_The Constant Gardener_
From
septimus_millenicom@q.com@21:1/5 to
All on Sat Apr 23 04:28:13 2016
While on assignment in western Africa, I caught _The Constant Gardener_
in one of the hotel TV channels. I was pleasantly surprised the
Arabic countries-funded channels showed anything other than blockbusters, ultra-violent flicks, and soccer reruns, although there were plenty
of those too. (Can't complain about soccer when I managed to catch
the ridiculous and sublime Liverpool comeback against Dortmund in the
Europa League semifinal -- what U.S. channel would carry such a
second-tier competition?)
The film might have been set in Eastern rather than Western Africa,
but the slums, the poverty, and the ubiquitous orange dirt looked
all too familiar to me. Fernando Meirelles's film, based on John
Le Carre's novel, was about British diplomat Justin (Ralph Fiennes)'s
quest to find the truth behind the murder of his humanitarian
activist wife Tessa (Rachel Weisz) in Kenya. He uncovered a deadly
conspiracy implicating a drug company doing illegal drug testing on
Africans, and the British foreign service.
This must be Ralph Fiennes' best, most nuance, and most anguished
performance, easily surpassing that other African film of his
(_The English Patient_) Compared to the David-Lean landscape of
_The English Patient_, _The Constant Gardener_ is urban and gritty;
it does not permit much romantic illusion. The film effectively
differentiates the slums of Nairobi (in newsreel style handheld)
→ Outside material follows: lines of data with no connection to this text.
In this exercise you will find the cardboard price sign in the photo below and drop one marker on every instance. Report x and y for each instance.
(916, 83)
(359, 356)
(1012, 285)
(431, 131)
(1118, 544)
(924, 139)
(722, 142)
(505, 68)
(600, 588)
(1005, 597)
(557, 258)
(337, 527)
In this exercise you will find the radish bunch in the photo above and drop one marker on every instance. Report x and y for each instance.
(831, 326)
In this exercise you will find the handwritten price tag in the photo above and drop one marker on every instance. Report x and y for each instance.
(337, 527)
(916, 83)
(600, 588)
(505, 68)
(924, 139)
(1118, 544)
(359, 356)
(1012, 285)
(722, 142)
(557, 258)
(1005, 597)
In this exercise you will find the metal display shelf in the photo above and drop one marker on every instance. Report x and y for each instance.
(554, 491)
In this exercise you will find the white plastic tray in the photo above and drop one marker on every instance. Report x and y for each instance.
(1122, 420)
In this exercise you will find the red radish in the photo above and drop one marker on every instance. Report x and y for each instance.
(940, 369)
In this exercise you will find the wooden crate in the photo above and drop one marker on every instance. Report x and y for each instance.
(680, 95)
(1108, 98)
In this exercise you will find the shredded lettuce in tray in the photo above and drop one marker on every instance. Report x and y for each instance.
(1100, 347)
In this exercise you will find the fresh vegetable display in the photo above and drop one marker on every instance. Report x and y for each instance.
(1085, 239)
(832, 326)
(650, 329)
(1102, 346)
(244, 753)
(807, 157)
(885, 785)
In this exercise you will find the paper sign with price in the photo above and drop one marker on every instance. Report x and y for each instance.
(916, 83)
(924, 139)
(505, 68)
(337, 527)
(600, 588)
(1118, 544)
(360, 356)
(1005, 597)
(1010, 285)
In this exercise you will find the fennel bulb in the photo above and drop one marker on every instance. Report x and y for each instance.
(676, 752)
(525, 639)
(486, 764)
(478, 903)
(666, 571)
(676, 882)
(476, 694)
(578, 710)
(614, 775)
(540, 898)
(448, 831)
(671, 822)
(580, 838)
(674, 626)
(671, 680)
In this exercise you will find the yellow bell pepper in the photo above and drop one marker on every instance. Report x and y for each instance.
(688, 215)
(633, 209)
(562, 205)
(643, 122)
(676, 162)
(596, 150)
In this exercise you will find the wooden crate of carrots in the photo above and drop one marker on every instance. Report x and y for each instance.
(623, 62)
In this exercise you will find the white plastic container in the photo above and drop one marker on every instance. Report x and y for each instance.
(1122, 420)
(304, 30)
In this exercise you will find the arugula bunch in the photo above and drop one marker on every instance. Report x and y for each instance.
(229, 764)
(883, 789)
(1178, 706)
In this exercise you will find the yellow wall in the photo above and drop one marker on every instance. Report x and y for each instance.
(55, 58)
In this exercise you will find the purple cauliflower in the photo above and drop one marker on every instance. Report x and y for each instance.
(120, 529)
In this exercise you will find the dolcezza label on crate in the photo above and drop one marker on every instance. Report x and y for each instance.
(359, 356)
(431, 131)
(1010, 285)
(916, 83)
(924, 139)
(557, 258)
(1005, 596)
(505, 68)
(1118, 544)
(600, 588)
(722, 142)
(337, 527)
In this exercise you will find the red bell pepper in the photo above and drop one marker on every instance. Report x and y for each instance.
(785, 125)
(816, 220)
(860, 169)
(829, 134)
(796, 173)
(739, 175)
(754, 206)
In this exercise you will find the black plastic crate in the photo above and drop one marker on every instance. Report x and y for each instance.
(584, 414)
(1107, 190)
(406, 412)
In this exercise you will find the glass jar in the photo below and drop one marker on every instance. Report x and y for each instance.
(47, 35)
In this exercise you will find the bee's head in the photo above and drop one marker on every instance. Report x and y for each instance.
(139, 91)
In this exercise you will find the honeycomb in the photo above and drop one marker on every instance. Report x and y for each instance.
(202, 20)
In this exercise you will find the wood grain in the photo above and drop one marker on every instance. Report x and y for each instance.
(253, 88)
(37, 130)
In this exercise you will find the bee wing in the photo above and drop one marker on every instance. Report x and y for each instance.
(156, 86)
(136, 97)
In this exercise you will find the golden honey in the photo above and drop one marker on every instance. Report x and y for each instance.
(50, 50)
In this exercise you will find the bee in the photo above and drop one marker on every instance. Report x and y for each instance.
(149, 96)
and the stately, plush British offices and golf courses. The
contrasting styles indict the colonial mindset and sense of
entitlement that still afflicts Europe-Africa interactions.
(And nowadays, probably Chinese-Africa interactions as well, as
I have seen myself in a hotel where the nightly rate was close
to half of the nominal per-capita annual income of the average
citizen.) I have never liked Fernando Meirelles; his _City of
God_ would fit well with the other pointless, ultraviolent flicks
routinely showed in Africa hotels, and his _360_ and _Blindness_
were award-baiting, quasi-"Mexican New Wave" anti-globalization
rants, but with a very good script and source material, his
hyperactive jump-cutting style served the story admirably.
Rachel Weisz won a best supporting actress Oscar for her role.
She is idealistic and alluring, but the part is too underwritten
and one-dimensional for my liking. It is only later, when she
starred in _Definitely, Maybe_, _My Blueberry Nights_, and
_Agora_ that she became one of my favorites.